DIGITAL DATA CLEAN-UP - US OIL MAJOR

 

OVERVIEW

In 2010, a major US based oil major client obtained a USB disk from an asset in the FSU (Former Soviet Union) containing nearly 70,000 digital files of which over 22,000 had distinct Cyrillic characters in their names. This data was in long complex file folders of which nearly 1000 such folders have Cyrillic content in the path.
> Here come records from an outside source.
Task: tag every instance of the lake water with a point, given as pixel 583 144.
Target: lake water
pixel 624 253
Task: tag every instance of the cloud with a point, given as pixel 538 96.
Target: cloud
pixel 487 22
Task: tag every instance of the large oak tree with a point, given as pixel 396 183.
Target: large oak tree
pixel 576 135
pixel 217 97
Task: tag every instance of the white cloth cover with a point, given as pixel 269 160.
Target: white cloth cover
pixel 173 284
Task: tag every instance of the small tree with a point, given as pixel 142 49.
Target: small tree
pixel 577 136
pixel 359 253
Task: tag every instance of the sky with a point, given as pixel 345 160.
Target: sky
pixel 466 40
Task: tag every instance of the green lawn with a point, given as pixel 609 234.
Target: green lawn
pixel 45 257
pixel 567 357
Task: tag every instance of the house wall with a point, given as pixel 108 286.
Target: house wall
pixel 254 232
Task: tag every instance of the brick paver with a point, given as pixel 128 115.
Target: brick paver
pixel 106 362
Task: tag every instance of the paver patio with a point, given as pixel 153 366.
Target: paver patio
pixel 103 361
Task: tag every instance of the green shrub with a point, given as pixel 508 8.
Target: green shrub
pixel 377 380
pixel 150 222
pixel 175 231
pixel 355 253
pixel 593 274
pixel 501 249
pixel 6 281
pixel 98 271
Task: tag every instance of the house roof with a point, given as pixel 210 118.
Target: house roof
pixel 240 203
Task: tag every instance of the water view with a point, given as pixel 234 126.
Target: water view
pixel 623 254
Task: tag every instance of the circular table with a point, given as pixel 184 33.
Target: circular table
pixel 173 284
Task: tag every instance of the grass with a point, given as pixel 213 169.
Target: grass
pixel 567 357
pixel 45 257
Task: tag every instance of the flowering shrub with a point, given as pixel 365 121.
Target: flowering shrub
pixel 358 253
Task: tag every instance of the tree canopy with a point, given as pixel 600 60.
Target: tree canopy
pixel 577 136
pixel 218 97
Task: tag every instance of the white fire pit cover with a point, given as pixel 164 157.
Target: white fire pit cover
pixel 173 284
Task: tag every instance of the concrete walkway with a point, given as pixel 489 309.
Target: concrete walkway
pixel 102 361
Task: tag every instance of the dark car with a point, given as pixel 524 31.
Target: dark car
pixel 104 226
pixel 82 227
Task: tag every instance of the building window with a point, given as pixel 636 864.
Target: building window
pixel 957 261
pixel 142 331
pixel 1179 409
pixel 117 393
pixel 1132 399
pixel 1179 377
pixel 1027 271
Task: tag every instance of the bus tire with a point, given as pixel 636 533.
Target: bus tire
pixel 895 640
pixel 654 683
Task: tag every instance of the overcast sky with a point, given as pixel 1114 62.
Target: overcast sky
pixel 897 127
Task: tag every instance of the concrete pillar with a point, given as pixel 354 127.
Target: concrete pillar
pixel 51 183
Some 1,300 key distinct Cyrillic words were detected in the file paths.

Within this data set, there were 18,000 LAS files of which about 15,000 were unique (not duplicates).

The data was delivered to HDS on a USB hard disk for data mining and content analytics.

APPROACH AND DELIVERABLES

  • Extraction of all files in compressed archives (zip, 7z, rar, etc.).

  • Translation of all Cyrillic characters in all folder and filenames into English.

  • Standardisation of all English field, well and reservoir names in folder and file names.

  • Metadata extraction of ALL LAS files and key documents.

  • Translation of all Cyrillic characters, within LAS files, into English.

  • Standardisation of English field and well names.

  • Standardisation of Russian log mnemonics using the provided client - LPS/RUG system.

VALUE ADDED

  • Data discovery was 100% comprehensive

  • Data index and catalogue of all digital & log curve content done autonomously in a few days

  • Curve and file names translated to western Latin formats making them easier to use 

  • 100% data visibility and usability